QUAR-VLA: Vision-Language-Action Model for Quadruped Robots

The important manifestation of robot intelligence is the ability to naturally interact and autonomously make decisions. Traditional approaches to robot control often compartmentalize perception, planning, and decision-making, simplifying system design but limiting the synergy between different information streams. This compartmentalization poses challenges in achieving seamless autonomous reasoning, decision-making, and action execution. To address these limitations, a novel paradigm, named Vision-Language-Action tasks for QUAdruped Robots (QUAR-VLA), has been introduced in this paper. This approach tightly integrates visual information and instructions to generate executable actions, effectively merging perception, planning, and decision-making. The central idea is to elevate the overall intelligence of the robot. Within this framework, a notable challenge lies in aligning fine-grained instructions with visual perception information. This emphasizes the complexity involved in ensuring that the robot accurately interprets and acts upon detailed instructions in harmony with its visual observations.

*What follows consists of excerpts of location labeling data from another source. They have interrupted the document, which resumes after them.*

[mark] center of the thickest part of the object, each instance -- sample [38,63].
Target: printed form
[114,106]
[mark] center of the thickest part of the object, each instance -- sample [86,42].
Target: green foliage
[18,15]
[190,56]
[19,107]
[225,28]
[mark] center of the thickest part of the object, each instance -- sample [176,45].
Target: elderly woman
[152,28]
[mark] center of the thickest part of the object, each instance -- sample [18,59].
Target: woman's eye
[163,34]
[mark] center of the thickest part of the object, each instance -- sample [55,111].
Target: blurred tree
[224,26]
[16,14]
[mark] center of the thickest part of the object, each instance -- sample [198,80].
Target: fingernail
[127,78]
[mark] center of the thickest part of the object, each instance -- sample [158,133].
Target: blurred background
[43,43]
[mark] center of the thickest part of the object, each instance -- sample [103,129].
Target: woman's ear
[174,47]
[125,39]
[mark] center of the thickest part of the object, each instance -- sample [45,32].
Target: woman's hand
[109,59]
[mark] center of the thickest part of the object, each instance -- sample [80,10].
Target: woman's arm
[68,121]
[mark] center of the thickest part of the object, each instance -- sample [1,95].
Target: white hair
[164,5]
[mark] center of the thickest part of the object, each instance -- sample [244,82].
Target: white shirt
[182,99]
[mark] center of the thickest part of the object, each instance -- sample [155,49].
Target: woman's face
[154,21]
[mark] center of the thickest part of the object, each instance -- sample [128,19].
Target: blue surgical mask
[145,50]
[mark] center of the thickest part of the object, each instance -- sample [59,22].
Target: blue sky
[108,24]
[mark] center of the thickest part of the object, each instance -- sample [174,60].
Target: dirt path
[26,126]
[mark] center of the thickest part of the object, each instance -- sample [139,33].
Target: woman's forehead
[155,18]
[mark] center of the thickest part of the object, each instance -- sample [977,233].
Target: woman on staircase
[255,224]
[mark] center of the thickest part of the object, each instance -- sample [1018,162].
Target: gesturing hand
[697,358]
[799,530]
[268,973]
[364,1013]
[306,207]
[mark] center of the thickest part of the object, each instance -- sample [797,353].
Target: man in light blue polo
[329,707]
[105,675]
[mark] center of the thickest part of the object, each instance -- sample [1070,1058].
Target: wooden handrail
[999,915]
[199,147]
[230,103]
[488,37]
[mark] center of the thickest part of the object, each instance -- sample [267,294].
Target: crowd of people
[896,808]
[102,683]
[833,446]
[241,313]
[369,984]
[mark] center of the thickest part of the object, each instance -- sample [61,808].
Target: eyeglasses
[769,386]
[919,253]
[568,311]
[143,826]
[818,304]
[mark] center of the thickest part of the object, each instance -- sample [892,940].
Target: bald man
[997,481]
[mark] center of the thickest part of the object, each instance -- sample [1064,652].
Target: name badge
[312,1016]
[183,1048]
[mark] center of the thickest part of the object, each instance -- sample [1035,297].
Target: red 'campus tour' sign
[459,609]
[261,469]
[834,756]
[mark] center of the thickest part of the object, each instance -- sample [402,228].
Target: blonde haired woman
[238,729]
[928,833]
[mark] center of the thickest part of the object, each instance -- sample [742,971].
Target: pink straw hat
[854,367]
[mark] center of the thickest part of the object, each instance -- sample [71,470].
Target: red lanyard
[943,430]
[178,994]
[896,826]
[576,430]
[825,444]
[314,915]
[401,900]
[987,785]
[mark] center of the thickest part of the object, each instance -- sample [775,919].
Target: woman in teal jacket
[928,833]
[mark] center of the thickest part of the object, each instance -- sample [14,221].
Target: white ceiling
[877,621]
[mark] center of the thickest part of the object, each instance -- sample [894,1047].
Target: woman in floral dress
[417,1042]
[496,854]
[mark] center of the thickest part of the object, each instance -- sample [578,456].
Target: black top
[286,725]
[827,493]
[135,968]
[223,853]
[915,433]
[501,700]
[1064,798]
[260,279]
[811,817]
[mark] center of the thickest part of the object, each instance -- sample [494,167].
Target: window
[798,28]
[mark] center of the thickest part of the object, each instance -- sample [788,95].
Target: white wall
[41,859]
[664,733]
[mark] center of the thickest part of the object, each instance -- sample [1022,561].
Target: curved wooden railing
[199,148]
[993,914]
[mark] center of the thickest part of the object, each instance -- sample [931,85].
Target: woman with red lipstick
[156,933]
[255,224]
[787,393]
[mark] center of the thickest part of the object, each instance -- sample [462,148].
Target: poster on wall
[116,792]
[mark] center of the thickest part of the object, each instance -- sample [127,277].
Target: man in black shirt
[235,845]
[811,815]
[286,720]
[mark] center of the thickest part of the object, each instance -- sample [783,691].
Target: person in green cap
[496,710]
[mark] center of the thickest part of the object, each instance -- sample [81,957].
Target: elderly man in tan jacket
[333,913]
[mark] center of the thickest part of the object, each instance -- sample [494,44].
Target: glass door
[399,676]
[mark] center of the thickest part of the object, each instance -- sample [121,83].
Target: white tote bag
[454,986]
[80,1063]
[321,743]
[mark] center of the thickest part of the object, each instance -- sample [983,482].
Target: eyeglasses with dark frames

Consequently, we propose QUAdruped Robotic Transformer (QUART), a family of VLA models to integrate visual information and instructions from diverse modalities as input and generates executable actions for real-world robots and present QUAdruped Robot Dataset (QUARD), a large-scale multi-task dataset including navigation, complex terrain locomotion, and whole-body manipulation tasks for training QUART models. Our extensive evaluation (4000 evaluation trials) shows that our approach leads to performant robotic policies and enables QUART to obtain a range of emergent capabilities.

翻译：机器人智能的重要体现是能够自然交互并自主决策。传统的机器人控制方法通常将感知、规划与决策模块分离，这简化了系统设计，但限制了不同信息流之间的协同。这种割裂为实现无缝的自主推理、决策与动作执行带来了挑战。为应对这些局限，本文引入了一种名为四足机器人视觉-语言-动作任务（QUAR-VLA）的新范式。该方法紧密整合视觉信息与指令以生成可执行动作，有效融合了感知、规划与决策。其核心思想在于提升机器人的整体智能水平。在此框架下，一个显著的挑战在于如何将细粒度指令与视觉感知信息对齐，这突显了确保机器人能准确解析并基于其视觉观察协调执行详细指令所涉及的复杂性。为此，我们提出了四足机器人Transformer（QUART）系列模型，它能够整合来自多模态的视觉信息与指令作为输入，并为现实世界机器人生成可执行动作；同时，我们构建了四足机器人数据集（QUARD），这是一个包含导航、复杂地形运动及全身操控任务的大规模多任务数据集，用于训练QUART模型。我们的大规模评估（4000次评估试验）表明，该方法能够产生高性能的机器人策略，并使QUART获得一系列涌现能力。